Andrew Friedman said he'd deal inside the NL West

SAN DIEGO -- The Los Angeles Dodgers wouldn't hesitate to make a deal with a team inside their division, according to president of baseball operations Andrew Friedman.

That sentiment adds credence to recent rumors involving the San Diego Padres and Arizona Diamondbacks trying to acquire the Dodgers' outfielders.

"For me, there are 29 other trade outlets, and to cut off four of them makes our job even more difficult," Friedman said. "It just makes it even more difficult to line up and do deals that make sense."

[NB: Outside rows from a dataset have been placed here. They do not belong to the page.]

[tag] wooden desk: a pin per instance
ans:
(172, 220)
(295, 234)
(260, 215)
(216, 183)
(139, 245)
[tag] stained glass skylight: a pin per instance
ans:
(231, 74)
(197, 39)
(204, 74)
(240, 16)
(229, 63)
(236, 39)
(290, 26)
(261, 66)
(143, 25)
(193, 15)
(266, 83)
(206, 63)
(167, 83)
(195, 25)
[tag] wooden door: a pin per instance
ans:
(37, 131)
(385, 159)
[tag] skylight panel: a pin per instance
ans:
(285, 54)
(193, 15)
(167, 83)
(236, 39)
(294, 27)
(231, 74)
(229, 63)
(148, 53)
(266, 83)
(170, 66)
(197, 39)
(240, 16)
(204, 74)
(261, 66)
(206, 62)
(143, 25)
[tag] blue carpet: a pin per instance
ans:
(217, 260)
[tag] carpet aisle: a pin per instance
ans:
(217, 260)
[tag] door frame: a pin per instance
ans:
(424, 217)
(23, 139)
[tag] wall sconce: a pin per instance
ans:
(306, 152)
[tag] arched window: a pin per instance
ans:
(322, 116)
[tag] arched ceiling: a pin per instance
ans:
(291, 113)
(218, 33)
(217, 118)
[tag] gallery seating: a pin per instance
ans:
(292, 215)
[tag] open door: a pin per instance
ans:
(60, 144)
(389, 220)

Friedman, in fact, said he wouldn't necessarily require division rivals to pay a higher premium for Dodgers players than he would teams from other divisions or in the American League.

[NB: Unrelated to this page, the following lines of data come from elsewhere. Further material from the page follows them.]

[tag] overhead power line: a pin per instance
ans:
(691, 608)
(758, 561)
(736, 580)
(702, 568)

Diamondbacks chief baseball officer Tony La Russa said at the winter meetings Monday that his team discussed a deal that would have brought Andre Ethier to Arizona (his home state) and netted the Dodgers catcher Miguel Montero.

Friedman wouldn't confirm those talks, but he said he understands Ethier's desire to play every day.

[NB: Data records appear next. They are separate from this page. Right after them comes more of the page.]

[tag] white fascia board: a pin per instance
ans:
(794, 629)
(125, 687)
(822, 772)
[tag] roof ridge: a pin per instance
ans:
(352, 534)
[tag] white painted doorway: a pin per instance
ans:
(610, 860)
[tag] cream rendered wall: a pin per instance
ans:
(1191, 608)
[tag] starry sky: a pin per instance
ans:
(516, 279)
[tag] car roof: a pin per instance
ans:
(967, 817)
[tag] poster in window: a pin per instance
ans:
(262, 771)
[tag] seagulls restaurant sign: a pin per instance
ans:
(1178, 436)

"I'd feel the same way if I were him," Friedman said.

La Russa said it's "less likely" such a deal gets done now, but he didn't rule it out.

Meanwhile, the Padres continue to be linked in rumors involving Matt Kemp. A report in USA Today indicated the teams have discussed a deal involving Kemp and catcher Yasmani Grandal -- a switch-hitter who hit 15 home runs last season.

Dealing Kemp, in conjunction with having lost Hanley Ramirez to the Boston Red Sox, could create a massive hole in the middle of the Dodgers' lineup. Kemp led the Dodgers in slugging, and Ramirez was fourth in that category. One major league scout wondered, "Who would protect Adrian [Gonzalez]?"

To give up Kemp, the Dodgers would likely need to receive premium major league talent in return, but Friedman said it wouldn't necessarily require a middle-of-the-order bat to give one up. The Dodgers could simply go all-in on their pitching.

"Generally speaking, our ability to score runs is so intertwined with our ability to prevent them, there's a connection there," Friedman said. "I'd be OK if we gave up 100 runs if we scored 200, to go to the extreme example."